Juntando os pontos podemos concluir que a luta por manter igrejas abertas esconde alguns fatores a saber: o fluxo de pessoas impulsiona a entrada de dinheiro que garante a manutenção das estruturas e projetos; políticos comprometidos com grupos religiosos precisam garantir as casas de fé abertas como uma espécie de retorno aos fiéis pelos votos garantidos e por garantir; avanço das pautas religiosas em detrimento do Estado Laico que vão desde a ampliação das bancadas, passa por escolhas de mais ministros terrivelmente evangélicos e culmina, obviamente, com a reeleição do Presidente da República. Ou seja, tudo se resume a poder...

O aparelhamento do Estado pelo lobby religioso fica, ainda mais evidente, quando observamos que tanto a PGR (Procuradoria-Geral da União) quanto a AGU (Advocacia-Geral da União) solicitaram, junto ao Supremo, o fim das restrições aos cultos religiosos. À frente dos órgãos estão o Procurador-Geral da República, Augusto Aras, e o Advogado-Geral da União, André Mendonça, respectivamente, ambos cotados à indicação para a vaga do ministro Marco Aurélio Mello, que deixará o STF em julho.

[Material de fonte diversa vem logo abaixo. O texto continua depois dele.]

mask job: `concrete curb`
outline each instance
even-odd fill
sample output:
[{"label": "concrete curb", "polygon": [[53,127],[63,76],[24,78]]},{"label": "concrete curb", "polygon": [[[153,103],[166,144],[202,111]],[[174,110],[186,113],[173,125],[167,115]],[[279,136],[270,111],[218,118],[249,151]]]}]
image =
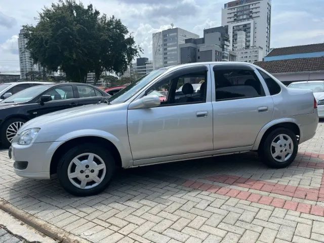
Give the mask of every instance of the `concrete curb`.
[{"label": "concrete curb", "polygon": [[43,234],[61,243],[89,243],[90,241],[53,225],[42,219],[14,206],[4,199],[0,199],[0,209],[10,213],[26,224]]}]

Neste sentido, as medidas pavimentam o caminho para o ingresso de ambos na Suprema Corte, mesmo que isso implique em mais mortes por Covid-19.

Como podemos ver, o sagrado foi descartado das entranhas do processo que visa, a qualquer custo, manter as Igrejas e templos em funcionamento. Trata-se na verdade, de uma espécie de darwinismo social em que, pela fé, as pessoas são levadas a acreditar que podem, apoiadas apenas em frágeis protocolos, promover aglomerações em lugares inadequados e, face à contaminação, perecerão acreditando ser a vontade de Deus, não a sede de poder dos homens.

Valdemir França – Historiador, mestre em Ciência da Religião professor convidado da Pós-graduação em Ciência Política da Universidade Católica de Pernambuco.

Vagner França – Advogado, Especialista em Direito Administrativo pela Universidade Federal de Pernambuco e professor de Direito da Faculdade do Sertão do Pajeú.